I want to do binary operations (like add and multiply) between np.float32 and builtin Python int and float and get a np.float32 as the return type. However, it gets automatically up-casted to a np.float64.
Example code:
>>> a = np.float32(5)
>>> a.dtype
dtype('float32')
>>> b = a + 2
>>> b.dtype
dtype('float64')
If I do this with a np.float128, b also becomes a np.float128. This is good, as it thereby preserves precision. However, no up-casting to np.float64 is necessary to preserve precision in my example, but it still occurs. Had I added 2.0 (a Python float (64 bit)) to a instead of 2, the casting would make sense. But even here, I do not want it.
So my question is: How can I alter the casting done when applying a binary operator to a np.float32 and a builtin Python int/float? Alternatively, making single precision the standard in all calculations rather than double, would also count as a solution, as I do not ever need double precision. Other people have asked for this, and it seems that no solution has been found.
I know about numpy arrays and there dtypes. Here I get the wanted behavior, as an array always preserves its dtype. It is however when I do an operation on a single element of an array that I get the unwanted behavior. I have a vague idea to a solution, involving subclassing np.ndarray (or np.float32) and changing the value of __array_priority__. So far I have not been able to get it working.

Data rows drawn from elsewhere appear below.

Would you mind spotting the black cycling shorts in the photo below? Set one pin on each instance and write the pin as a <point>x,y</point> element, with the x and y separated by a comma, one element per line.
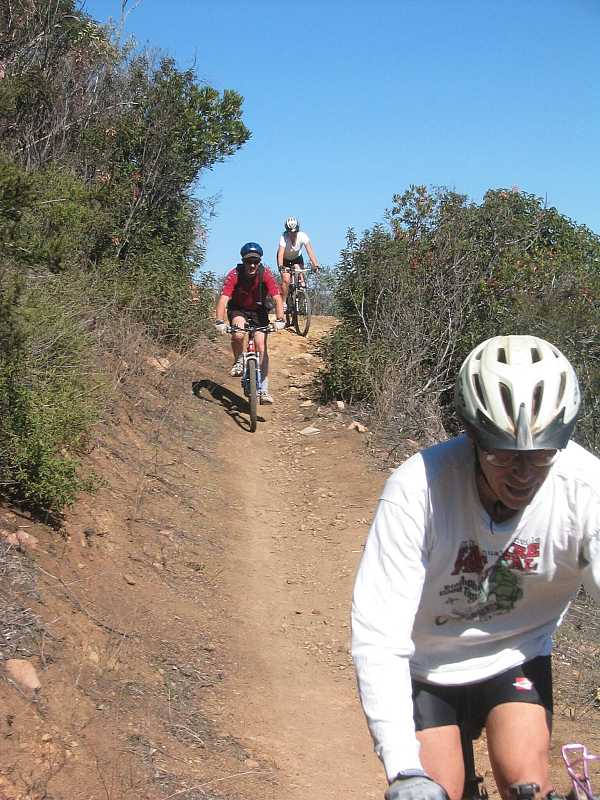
<point>469,705</point>
<point>259,317</point>
<point>293,262</point>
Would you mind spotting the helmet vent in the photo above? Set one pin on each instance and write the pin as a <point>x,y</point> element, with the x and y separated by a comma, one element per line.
<point>538,394</point>
<point>507,401</point>
<point>561,389</point>
<point>479,391</point>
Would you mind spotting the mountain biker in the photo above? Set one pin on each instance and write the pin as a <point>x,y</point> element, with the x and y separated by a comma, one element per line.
<point>289,252</point>
<point>477,546</point>
<point>244,300</point>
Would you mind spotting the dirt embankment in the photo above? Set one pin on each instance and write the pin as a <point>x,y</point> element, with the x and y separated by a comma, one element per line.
<point>193,613</point>
<point>193,637</point>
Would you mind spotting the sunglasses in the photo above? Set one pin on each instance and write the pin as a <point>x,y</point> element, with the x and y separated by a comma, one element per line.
<point>508,458</point>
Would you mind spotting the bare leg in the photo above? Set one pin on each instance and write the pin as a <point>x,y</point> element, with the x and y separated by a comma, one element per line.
<point>285,285</point>
<point>518,736</point>
<point>441,756</point>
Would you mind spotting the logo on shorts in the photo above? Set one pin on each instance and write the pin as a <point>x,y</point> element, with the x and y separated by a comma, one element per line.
<point>523,684</point>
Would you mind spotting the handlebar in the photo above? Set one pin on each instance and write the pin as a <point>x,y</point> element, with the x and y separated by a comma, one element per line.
<point>249,326</point>
<point>295,269</point>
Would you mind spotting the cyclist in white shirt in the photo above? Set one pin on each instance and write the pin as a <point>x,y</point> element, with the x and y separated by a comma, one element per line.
<point>477,546</point>
<point>289,252</point>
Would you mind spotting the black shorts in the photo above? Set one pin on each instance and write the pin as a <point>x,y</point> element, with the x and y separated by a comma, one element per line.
<point>259,317</point>
<point>293,262</point>
<point>468,705</point>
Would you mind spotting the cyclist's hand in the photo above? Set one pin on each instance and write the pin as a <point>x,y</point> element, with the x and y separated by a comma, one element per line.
<point>415,788</point>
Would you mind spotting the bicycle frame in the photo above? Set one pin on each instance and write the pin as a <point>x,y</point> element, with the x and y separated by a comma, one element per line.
<point>577,760</point>
<point>250,352</point>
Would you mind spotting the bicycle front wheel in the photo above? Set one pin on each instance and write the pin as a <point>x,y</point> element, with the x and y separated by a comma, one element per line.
<point>303,312</point>
<point>290,316</point>
<point>252,393</point>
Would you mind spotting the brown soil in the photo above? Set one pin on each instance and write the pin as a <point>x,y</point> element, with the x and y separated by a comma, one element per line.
<point>194,611</point>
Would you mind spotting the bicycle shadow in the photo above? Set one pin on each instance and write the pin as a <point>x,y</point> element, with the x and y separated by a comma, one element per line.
<point>234,405</point>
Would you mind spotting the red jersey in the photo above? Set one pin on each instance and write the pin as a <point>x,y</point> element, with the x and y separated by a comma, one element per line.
<point>245,293</point>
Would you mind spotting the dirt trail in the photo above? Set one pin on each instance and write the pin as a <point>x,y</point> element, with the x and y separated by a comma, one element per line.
<point>299,520</point>
<point>193,612</point>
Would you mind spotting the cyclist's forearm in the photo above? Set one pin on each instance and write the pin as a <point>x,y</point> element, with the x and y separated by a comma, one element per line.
<point>280,255</point>
<point>278,300</point>
<point>312,256</point>
<point>221,307</point>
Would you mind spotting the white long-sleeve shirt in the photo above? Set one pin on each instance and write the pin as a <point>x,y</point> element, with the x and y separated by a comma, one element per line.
<point>448,596</point>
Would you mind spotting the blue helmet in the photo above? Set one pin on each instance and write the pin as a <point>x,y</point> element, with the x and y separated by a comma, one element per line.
<point>251,249</point>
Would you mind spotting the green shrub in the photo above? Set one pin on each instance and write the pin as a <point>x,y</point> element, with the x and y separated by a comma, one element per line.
<point>416,295</point>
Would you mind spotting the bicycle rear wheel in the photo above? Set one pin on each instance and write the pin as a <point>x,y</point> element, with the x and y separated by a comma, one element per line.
<point>252,394</point>
<point>303,312</point>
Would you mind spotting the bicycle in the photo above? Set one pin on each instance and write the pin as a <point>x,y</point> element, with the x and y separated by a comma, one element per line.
<point>251,375</point>
<point>298,311</point>
<point>576,759</point>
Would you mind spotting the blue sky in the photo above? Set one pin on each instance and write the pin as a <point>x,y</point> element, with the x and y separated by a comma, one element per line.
<point>351,102</point>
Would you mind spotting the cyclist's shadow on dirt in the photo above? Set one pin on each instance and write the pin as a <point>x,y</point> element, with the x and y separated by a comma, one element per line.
<point>233,404</point>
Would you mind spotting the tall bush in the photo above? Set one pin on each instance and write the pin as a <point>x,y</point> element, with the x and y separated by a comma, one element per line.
<point>416,293</point>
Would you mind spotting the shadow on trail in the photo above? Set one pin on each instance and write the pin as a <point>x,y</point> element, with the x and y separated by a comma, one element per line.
<point>233,404</point>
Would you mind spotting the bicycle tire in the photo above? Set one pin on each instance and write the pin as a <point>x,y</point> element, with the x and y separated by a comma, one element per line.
<point>252,394</point>
<point>303,312</point>
<point>290,316</point>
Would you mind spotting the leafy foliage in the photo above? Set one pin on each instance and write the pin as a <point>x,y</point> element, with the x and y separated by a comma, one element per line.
<point>416,294</point>
<point>100,150</point>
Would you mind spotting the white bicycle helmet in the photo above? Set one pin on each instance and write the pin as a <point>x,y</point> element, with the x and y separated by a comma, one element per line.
<point>518,393</point>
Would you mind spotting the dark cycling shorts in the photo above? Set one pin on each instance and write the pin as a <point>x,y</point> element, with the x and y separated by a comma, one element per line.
<point>468,705</point>
<point>293,262</point>
<point>259,317</point>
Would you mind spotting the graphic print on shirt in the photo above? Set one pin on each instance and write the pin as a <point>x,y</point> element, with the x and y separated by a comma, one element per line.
<point>490,583</point>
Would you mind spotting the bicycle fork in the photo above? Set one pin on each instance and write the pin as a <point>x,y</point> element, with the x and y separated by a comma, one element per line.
<point>250,354</point>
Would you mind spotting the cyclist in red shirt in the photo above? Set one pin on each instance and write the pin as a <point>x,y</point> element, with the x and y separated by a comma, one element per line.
<point>244,298</point>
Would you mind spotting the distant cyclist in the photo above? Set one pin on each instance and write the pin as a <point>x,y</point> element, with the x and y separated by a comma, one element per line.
<point>243,297</point>
<point>289,252</point>
<point>477,547</point>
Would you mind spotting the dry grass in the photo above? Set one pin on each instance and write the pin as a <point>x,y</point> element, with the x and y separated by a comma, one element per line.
<point>20,630</point>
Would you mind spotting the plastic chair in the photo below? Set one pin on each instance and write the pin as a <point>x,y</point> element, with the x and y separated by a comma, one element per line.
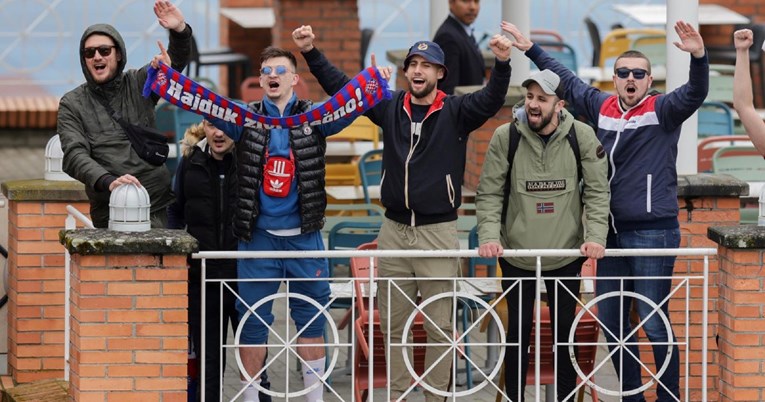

Why do I care? I am trying to write an n-body code using Numba. This is why I cannot simply do operations on the array as a whole. Changing all np.float64 to np.float32 makes for a speed up of about a factor of 2, which is important. The np.float64-casting behavior serves to ruin this speed up completely, as all operations on my np.float32 array are done in 64-precision and then downcasted to 32-precision.